Avec d’autres pays du Pacifique, la Papouasie-Nouvelle-Guinée est de plus en plus prise dans un bras de fer géopolitique entre la Chine, d’une part, et les États-Unis et l’Australie, d’autre part. Dans un sens, des pays comme la Papouasie-Nouvelle-Guinée bénéficient parfois de la tension parce qu’ils reçoivent une aide financière de la Chine pour accélérer l’amélioration de leurs infrastructures, ainsi que pour soutenir des projets à faible coût qui favorisent de meilleurs mécanismes et techniques agricoles. De l’Australie, ils ont bénéficié d’une aide accrue pour gérer les effets du changement climatique, donnant à ce pays des avantages significatifs. Cependant, l’influence croissante de la Chine sur la politique du pays pourrait avoir un impact négatif sur les libertés fondamentales, y compris la liberté religieuse.
Perspectives pour la liberté religieuse
Le gouvernement de Papouasie-Nouvelle-Guinée réglemente peu la religion, et il s’associe aux Églises chrétiennes pour fournir des services de soins de santé et d’éducation. Cependant, la proposition approuvée par le Conseil des ministres d’amender la Constitution pour déclarer officiellement que la Papouasie-Nouvelle-Guinée est un État chrétien est une source de préoccupation.
Bien que cela n’ait pas encore été officialisé, un tel changement pourrait saper le cadre constitutionnel de la Papouasie-Nouvelle-Guinée qui défend la liberté religieuse et le principe de non-discrimination. Cela pourrait également encourager l’intolérance à l’égard des non-chrétiens, aux niveaux social et culturel.

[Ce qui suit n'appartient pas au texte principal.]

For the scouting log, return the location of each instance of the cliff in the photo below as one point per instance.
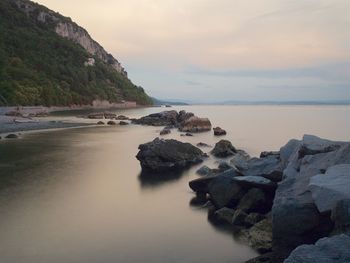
(47, 59)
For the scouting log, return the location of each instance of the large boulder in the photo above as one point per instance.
(161, 155)
(223, 148)
(330, 188)
(195, 124)
(296, 218)
(163, 118)
(326, 250)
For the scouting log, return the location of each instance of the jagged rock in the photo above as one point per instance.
(224, 214)
(164, 131)
(296, 219)
(195, 124)
(269, 153)
(260, 236)
(218, 131)
(330, 188)
(341, 217)
(253, 218)
(111, 123)
(163, 118)
(202, 144)
(11, 136)
(256, 181)
(254, 201)
(240, 160)
(223, 148)
(122, 117)
(162, 155)
(223, 189)
(326, 250)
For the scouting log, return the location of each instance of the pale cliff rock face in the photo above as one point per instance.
(68, 29)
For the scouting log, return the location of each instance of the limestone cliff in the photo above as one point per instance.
(65, 27)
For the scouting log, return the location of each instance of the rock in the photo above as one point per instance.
(253, 218)
(122, 117)
(296, 219)
(195, 124)
(268, 167)
(240, 160)
(161, 155)
(223, 148)
(111, 123)
(265, 258)
(204, 170)
(269, 153)
(330, 188)
(202, 144)
(163, 118)
(326, 250)
(11, 136)
(218, 131)
(224, 215)
(223, 189)
(201, 185)
(164, 131)
(239, 217)
(254, 201)
(256, 181)
(341, 217)
(260, 236)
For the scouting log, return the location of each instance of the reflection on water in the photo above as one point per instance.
(78, 195)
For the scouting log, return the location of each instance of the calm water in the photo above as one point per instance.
(76, 195)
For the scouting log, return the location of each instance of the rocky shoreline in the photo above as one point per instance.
(291, 205)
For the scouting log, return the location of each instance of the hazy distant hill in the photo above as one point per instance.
(46, 59)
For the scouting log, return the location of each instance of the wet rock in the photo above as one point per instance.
(161, 155)
(11, 136)
(330, 188)
(224, 215)
(326, 250)
(164, 131)
(111, 123)
(223, 148)
(202, 144)
(254, 201)
(218, 131)
(195, 124)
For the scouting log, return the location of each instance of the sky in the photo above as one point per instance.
(213, 51)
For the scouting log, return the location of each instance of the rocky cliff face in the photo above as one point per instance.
(66, 28)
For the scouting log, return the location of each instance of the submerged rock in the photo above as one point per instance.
(195, 124)
(223, 148)
(161, 155)
(326, 250)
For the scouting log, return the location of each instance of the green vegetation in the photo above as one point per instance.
(38, 67)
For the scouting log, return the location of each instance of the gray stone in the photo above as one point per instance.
(223, 148)
(162, 155)
(330, 188)
(334, 249)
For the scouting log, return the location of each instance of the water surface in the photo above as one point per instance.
(76, 195)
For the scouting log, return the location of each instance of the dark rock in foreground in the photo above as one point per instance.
(326, 250)
(161, 155)
(218, 131)
(223, 148)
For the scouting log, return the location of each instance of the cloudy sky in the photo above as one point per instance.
(206, 50)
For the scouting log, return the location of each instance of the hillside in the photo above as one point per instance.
(46, 59)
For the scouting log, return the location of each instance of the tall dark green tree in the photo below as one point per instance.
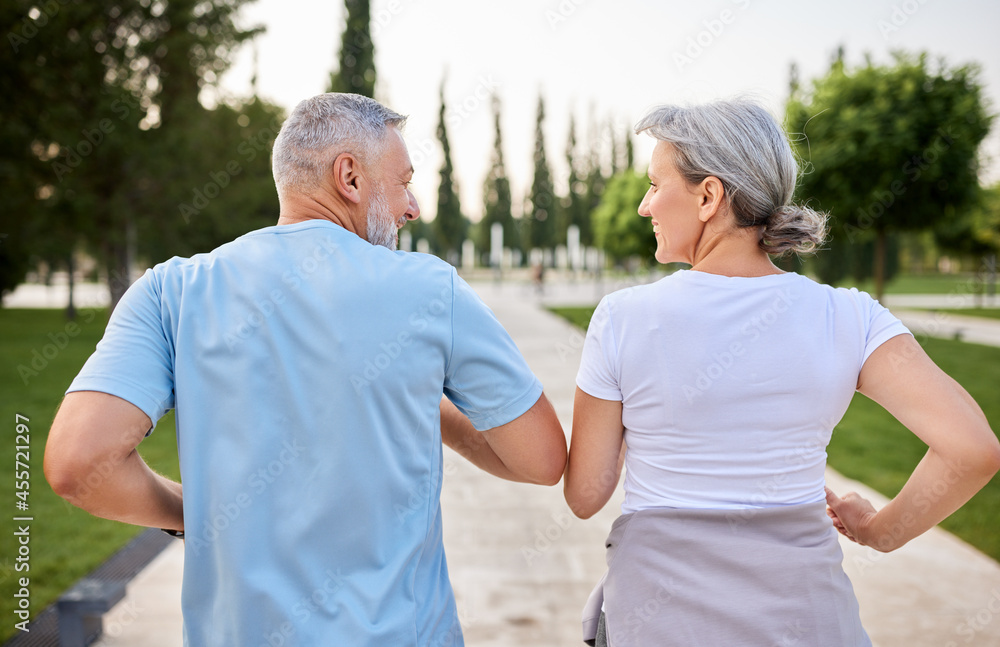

Dans d’autres domaines, les attaques contre les personnes accusées de sorcellerie, en particulier les femmes, demeurent une forme inquiétante de persécution violente enracinée dans les croyances spirituelles traditionnelles. Toutefois, des efforts législatifs encourageants et des initiatives éducatives locales ont été entrepris pour réduire à la fois le recours à la sorcellerie traditionnelle et la violence contre les personnes accusées de se livrer à une telle pratique.
La liberté religieuse est généralement respectée en Papouasie-Nouvelle-Guinée et les perspectives pour ce droit de l’homme restent positives.